# Chapter 4 - Section 4.1 - Properties of Linear Functions and Linear Models - 4.1 Assess Your Understanding - Page 280: 14

(a) Slope $= 5$ and y-intercept $=-4$ (b) See the image. (c) Average rate of change $= 5.0$ (d) The linear function $g(x)=5x-4$ is increasing. Step-1: Compare the given equation with the point-slope form of the linear equation, that is, $g(x) = mx+b$, where $m$ is the slope of the linear function and $b$ is its y-intercept. By comparing $$g(x)=5x-4$$ to $$g(x) = mx+b$$ we understand that the slope of the given function is $5$ and its y-intercept is $-4$. Step-2: Let us put values of $x$ from $-2$ to $2$ into the function to obtain corresponding $y$ values.
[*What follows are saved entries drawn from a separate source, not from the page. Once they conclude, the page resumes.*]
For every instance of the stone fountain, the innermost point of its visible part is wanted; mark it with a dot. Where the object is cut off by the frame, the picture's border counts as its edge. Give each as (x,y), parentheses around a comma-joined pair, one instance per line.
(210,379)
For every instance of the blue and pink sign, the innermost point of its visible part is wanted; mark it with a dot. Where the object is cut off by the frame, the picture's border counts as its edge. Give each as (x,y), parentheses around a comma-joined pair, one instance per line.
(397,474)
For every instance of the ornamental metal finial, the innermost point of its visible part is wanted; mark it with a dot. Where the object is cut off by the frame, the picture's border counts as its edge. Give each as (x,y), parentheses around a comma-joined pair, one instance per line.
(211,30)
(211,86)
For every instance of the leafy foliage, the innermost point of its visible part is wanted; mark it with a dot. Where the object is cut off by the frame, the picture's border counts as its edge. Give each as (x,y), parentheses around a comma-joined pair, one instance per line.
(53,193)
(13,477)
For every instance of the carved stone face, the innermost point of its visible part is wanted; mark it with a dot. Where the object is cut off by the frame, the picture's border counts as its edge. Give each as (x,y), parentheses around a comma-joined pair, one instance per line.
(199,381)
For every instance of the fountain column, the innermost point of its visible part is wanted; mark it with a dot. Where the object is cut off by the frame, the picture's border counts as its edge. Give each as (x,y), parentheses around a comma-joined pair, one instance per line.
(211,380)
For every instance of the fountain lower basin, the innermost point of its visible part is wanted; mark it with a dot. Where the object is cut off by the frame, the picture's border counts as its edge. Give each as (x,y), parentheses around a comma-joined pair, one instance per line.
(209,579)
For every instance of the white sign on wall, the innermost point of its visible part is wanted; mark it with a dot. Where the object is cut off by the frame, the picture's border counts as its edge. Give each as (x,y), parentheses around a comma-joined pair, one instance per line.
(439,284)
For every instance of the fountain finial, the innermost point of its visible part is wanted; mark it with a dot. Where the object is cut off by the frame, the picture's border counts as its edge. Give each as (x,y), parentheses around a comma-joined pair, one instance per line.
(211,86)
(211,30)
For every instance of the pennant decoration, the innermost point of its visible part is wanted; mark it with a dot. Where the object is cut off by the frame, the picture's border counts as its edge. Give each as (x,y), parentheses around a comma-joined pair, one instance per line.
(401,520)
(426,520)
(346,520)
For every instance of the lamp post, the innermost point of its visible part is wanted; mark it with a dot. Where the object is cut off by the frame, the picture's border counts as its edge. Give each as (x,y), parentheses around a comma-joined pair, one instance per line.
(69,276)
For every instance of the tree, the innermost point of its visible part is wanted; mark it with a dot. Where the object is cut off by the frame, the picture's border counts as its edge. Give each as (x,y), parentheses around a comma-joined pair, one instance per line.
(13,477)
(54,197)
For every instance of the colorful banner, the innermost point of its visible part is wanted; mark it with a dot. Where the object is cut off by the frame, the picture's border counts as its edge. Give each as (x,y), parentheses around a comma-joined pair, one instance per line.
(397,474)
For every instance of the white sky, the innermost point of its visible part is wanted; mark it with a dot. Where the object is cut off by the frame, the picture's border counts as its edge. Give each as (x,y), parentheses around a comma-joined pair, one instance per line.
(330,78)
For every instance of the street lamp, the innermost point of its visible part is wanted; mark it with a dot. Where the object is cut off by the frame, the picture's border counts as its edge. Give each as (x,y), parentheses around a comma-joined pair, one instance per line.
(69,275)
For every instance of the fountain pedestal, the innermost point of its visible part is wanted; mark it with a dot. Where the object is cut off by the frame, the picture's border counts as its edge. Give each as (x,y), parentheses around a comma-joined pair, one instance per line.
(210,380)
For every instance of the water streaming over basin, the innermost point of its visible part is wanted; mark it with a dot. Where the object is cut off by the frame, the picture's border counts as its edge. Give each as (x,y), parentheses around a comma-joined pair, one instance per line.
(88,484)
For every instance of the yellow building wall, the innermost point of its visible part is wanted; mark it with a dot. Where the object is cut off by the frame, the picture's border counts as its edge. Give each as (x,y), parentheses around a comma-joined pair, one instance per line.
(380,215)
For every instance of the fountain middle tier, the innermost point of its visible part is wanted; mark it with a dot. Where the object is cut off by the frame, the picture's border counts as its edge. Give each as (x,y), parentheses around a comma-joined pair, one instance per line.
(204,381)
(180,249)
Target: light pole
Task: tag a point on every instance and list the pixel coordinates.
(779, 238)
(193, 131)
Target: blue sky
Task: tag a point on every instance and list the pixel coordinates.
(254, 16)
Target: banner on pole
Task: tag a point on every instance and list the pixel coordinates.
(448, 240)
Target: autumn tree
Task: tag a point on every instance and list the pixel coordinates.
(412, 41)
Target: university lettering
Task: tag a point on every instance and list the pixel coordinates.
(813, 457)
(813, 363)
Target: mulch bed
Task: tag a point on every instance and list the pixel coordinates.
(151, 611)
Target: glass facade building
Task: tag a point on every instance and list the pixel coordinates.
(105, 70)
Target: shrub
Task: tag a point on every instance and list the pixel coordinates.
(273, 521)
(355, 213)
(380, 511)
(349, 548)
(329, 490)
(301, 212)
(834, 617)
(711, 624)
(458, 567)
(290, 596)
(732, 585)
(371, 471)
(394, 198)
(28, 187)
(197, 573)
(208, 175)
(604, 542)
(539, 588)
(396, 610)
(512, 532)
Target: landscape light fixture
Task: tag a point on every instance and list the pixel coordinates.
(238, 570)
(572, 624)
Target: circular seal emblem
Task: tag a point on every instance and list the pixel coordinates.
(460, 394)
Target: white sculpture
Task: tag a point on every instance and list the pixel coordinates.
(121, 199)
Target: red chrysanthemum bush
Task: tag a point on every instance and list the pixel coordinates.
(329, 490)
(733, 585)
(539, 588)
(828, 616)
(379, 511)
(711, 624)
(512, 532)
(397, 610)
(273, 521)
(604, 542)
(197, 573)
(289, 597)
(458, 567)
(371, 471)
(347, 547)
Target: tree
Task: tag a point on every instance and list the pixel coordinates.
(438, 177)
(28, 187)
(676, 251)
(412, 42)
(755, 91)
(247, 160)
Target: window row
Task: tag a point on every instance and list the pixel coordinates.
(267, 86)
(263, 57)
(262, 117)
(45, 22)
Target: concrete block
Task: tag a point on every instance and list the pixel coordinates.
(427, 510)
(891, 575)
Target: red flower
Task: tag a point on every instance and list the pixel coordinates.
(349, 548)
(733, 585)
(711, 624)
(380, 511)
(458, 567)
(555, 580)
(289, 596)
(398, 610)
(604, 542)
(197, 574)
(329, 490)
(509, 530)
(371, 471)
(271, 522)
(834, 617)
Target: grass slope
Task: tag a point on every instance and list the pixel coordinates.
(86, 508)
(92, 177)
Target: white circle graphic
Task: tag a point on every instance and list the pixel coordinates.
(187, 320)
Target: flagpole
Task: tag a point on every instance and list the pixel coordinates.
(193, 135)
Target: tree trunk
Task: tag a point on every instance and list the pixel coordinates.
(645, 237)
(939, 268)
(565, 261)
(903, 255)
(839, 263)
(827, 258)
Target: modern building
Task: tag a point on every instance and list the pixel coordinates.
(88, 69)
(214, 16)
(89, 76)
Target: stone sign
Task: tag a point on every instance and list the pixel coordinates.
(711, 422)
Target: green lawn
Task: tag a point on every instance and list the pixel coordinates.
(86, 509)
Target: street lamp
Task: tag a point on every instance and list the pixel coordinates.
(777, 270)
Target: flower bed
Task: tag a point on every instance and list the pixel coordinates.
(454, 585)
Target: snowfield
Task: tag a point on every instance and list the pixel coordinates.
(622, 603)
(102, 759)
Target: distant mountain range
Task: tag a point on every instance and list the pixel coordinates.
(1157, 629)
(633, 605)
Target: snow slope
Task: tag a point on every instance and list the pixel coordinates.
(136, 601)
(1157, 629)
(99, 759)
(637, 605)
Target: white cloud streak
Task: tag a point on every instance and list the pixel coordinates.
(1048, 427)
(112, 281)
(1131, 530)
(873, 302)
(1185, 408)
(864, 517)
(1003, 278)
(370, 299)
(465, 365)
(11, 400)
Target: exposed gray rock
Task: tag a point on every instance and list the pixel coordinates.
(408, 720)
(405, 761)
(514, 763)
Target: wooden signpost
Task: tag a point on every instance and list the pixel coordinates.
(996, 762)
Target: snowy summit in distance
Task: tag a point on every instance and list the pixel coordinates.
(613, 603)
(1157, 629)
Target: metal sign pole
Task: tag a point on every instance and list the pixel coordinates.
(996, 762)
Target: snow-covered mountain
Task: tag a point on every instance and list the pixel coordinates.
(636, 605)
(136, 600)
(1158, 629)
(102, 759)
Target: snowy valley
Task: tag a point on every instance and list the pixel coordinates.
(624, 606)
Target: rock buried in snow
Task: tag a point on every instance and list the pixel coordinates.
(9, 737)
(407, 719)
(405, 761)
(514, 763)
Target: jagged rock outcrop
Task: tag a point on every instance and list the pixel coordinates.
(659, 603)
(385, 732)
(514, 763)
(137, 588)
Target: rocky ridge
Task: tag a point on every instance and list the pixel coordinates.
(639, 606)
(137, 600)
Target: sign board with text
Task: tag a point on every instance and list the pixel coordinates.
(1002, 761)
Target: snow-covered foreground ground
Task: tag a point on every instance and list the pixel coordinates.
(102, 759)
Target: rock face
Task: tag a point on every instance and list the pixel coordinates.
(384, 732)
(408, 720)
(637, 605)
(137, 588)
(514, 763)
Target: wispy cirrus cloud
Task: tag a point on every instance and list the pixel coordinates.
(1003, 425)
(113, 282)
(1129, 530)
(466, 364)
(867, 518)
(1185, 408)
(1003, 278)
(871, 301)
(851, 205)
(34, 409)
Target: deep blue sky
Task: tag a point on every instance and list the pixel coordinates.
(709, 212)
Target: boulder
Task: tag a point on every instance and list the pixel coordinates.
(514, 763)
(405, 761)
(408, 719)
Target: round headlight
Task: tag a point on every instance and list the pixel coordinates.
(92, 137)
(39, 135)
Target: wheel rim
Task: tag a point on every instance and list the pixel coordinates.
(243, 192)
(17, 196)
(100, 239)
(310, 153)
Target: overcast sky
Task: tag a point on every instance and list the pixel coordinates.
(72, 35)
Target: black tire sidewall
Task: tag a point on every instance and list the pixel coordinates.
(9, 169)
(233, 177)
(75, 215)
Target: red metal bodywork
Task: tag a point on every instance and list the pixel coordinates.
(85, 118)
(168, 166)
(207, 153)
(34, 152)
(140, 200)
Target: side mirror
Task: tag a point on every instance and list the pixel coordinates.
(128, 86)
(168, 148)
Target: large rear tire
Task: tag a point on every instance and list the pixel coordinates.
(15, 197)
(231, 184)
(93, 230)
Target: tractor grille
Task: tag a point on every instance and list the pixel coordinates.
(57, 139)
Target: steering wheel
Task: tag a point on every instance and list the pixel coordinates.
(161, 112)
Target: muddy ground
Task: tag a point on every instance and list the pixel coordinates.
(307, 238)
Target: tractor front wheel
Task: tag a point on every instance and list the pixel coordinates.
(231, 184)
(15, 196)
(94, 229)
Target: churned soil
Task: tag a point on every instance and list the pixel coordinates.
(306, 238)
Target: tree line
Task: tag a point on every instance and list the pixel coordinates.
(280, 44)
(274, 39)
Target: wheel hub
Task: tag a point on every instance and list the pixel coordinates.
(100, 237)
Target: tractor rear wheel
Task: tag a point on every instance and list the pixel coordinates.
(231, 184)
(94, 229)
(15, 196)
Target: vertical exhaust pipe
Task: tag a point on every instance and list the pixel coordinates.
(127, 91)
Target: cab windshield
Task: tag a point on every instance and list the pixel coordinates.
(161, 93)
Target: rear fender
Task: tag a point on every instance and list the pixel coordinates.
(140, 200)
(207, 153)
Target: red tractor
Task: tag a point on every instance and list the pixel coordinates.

Using this we can plot a graph. Thus, For $x=-2$, $g(x)=-14$ For $x=-1$, $g(x)=-9$ For $x=0$, $g(x)=-4$ For $x=1$, $g(x)=1$ For $x=2$, $g(x) = 6$ This data obtains the graph shown. Step-3: The average rate of change is defined as follows: $$\frac{\Delta y}{\Delta x}=\frac{g(x_2)-g(x_1)}{x_2-x_1}$$ Let us calculate the average rate of change between $x_2=2$ and $x_1=-2$, $$\frac{\Delta y}{\Delta x}=\frac{6-(-14)}{2-(-2)}=5$$ Step-4: Since slope, $m=5>0$, this linear function is increasing.